Cosa prevede il programma?
Più che a dei concerti, con tutte le gigionerie del caso e con l’equivoco rapporto frontale interpreti/pubblico, penso (ed invito) a degli ‘incontri di ascolto’ nei quali una data comunità condivide con i partecipanti la propria essenza. Nel tipico spirito educational di MITO, i vari incontri saranno preceduti da una tavola rotonda introduttiva, coordinata da chi ti parla, che si terrà il 9 settembre all’Arena Civica Gianni Brera alla quale parteciperanno tutti i rappresentanti delle varie comunità. Tutti gli incontri si terranno al teatro Out Off, inteso quasi come uno spazio ‘altro’, non connotato, come un “non luogo”, e si terranno sempre alle 21.30. 
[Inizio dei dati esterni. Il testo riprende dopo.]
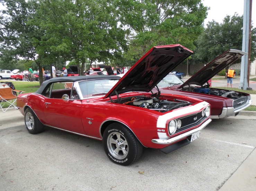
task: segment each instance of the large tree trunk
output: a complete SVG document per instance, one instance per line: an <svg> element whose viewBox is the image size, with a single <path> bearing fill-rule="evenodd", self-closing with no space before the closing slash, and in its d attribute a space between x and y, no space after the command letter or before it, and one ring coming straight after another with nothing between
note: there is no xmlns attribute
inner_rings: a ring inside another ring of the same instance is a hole
<svg viewBox="0 0 256 191"><path fill-rule="evenodd" d="M38 76L39 76L39 84L41 86L43 82L42 67L41 66L41 63L38 61L36 60L36 63L39 69L39 73L38 74Z"/></svg>

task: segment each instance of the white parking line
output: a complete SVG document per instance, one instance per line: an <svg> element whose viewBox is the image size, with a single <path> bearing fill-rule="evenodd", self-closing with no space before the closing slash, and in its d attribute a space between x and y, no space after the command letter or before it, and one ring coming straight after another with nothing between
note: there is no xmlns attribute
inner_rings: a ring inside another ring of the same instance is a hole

Si comincia così il 9 sera con le tradizioni ebraiche, rappresentate da rav Elia Richetti e da rav David Sciunnach alla voce e al corno shofar per la tradizione italiana (in sé un misto di influenze sefardite e ashkenazite), da Raffaele Wolkowiez per la tradizione ashkenazita e dall’ottantenne Henri Maknouz per la tradizione sefardita orientale libanese. Si continua l’11 settembre con le tradizioni buddhiste presenti a Milano con l’Istituto Kunpen Lama Gangchen, il Monastero zen Ensoji “Il Cerchio” e il tempio buddhista Lankaramaya. Il 13 settembre è la volta della tradizione armena che risuona grazie a Syuzanna Hakobyan e Ani Balian, entrambe mezzosoprano; grazie al Coro della Chiesa dei Santi Quaranta Martiri con Ani Martirosyan al pianoforte e si conclude con il Project NUR: Rosy Anoush Svazlian (voce) e Andrea Manzoni (pianoforte). 
Il giorno dopo, 14 settembre, entriamo nel mondo delle comunità cristiano ortodosse milanesi con il coro della Chiesa Ortodossa Russa di via San Gregorio e al coro della Diocesi Cristiana Copta Ortodossa di Milano. Si prosegue il 16 settembre con un incontro che unisce la cantillazione del Corano, grazie ad Muhannad al-Gilânî, in rappresentanza simbolica di tutte le comunità islamiche presenti a Milano seguito dalla cerimonia di dhikr dei dervisci Halvetî-Jerrahî. Il 20 settembre, infine, la sezione si conclude con la tradizione induista, presente con monaci (samnyasin) del monastero Math Gitananda Ashram, con le danzatrici della Talavidya Academy (stile kuchipudi), con Ashanka Sen al sitar, con l’attrice Puja Devi, con le soliste Atmananda (danza stile kuchipudi) e Marianna Biadene (danza stile bharatanatyam). L’appuntamento è in collaborazione con l’Unione Induista Milano Dharma Seva. Beh, ormai ci siamo, sto finendo la valigia che mi guarda stranita e…benvenuti a Milano!